Re: IE Team's Feedback on the XHR Draft

Hi Doug,

On Feb 7, 2008, at 2:32 PM, Doug Schepers wrote:

>
> Hi, Anne-
>
> I'm stepping in here to inform on a matter of process.  This is not  
> a judgment on the technical merits of either position.
>
>
> Anne van Kesteren wrote (on 2/7/08 5:42 AM):
>>
>>> o   As per our agreement in the tech plenary the spec will conform  
>>> to IE's implementation of XHR (with the exception of constants)  
>>> and will be changed accordingly. The tests are important for us  
>>> and other UAs as it's the guarantor of that.
>> We have had no such agreement. I indicated that we have followed  
>> the IE for a lot of scenarios, but there are some deviations.
>
> It is true that there was no formal resolution on this issue.
>
> (As an aside: Sunava, for future reference, it's most expeditious to  
> request a formal resolution on matters about which you feel very  
> strongly.  This clears up any ambiguity, makes a point of reference  
> for future discussion, and gives opponents an opportunity to present  
> counter-arguments. )
>
> However, I seem to recall general agreement about this point among  
> the majority of participants; alas, this was not clearly captured in  
> the minutes (though the minutes are good, it's hard to grab general  
> sentiment).

I was present for the discussion at the Tech Plenary, and I recall the  
following:

1) Sunava was concerned that the XMLHttpRequest spec as written would  
cause compatibility problems for IE, because it might deviate  
significantly from IE's current behavior.
2) Anne indicated that the spec in fact followed IE behavior pretty  
closely, more so than other browsers, where behavior diverged, and  
that this was a general goal but not a strict requirement.
3) We all agreed that it was Microsoft's responsibility to review the  
spec, test IE's implementation, and reported on differences between  
IE's behavior and the spec, and particularly note ones that may affect  
web compatibility.
4) We agreed that, given this information, we would study what changes  
to the spec were appropriate and would make reasonable accomodations.

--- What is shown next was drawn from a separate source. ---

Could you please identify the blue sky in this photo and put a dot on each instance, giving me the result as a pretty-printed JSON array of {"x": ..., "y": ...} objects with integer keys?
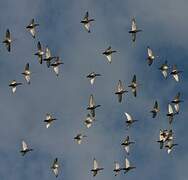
[{"x": 66, "y": 97}]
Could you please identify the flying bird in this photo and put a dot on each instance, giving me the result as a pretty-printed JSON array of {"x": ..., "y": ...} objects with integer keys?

In particular, Sunava promised that Microsoft would do #3 with a  
deadline of a month after the tech plenary. Now three months later,  
Microsoft has not provided the information they agreed to gather.

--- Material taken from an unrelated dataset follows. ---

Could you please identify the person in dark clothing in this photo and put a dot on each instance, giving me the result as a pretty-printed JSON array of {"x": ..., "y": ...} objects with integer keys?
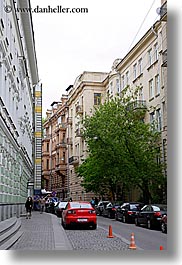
[{"x": 28, "y": 206}]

I certainly do not recall the group making an agreement to change the  
spec to be 100% IE-compliant, or to make any changes for IE's benefit  
in the absence of further specific information from Microsoft.

Given this, I think the ball remains in Microsoft's court to point out  
where the spec deviates from IE's behavior, and how important these  
behaviors are for compatibility. I am opposed to the group making any  
kind of open-ended commitment in the absence of specific information.

> Moreover, this is, in fact, what this WG was chartered to do  
> regarding XHR:
> "This deliverable should begin by documenting the existing  
> XMLHttpRequest interface."
>
> The question becomes, is IE's implementation to be considered  
> canonical, or is it up to interpretation vis a vis later  
> implementations (FF, Opera, Safari, et al)?

We also later agreed that a spec so broad that it made all existing  
implementations conforming would end up being useless; the conformance  
requirements would have not aided interoperability. Thus we extended  
our goal to specify something as close to existing implementations as  
possible, but also specific in its conformance requirements.

> Pursuant to that, is there a way to document the existing behavior  
> such that it does not make existing implementation retroactively  
> "non-conforming"?  Or that does not affect existing content?  I  
> don't know whether or not the existing specification meets these  
> criteria, but I think that would be the best path forward.

I think the spec should consider all of the existing implementations  
and in particular what aspects of those implementations are important  
in practice for web compatibility. I believe it does a good job of  
this, but of course specific information to the contrary from  
Microsoft or other parties would be welcome.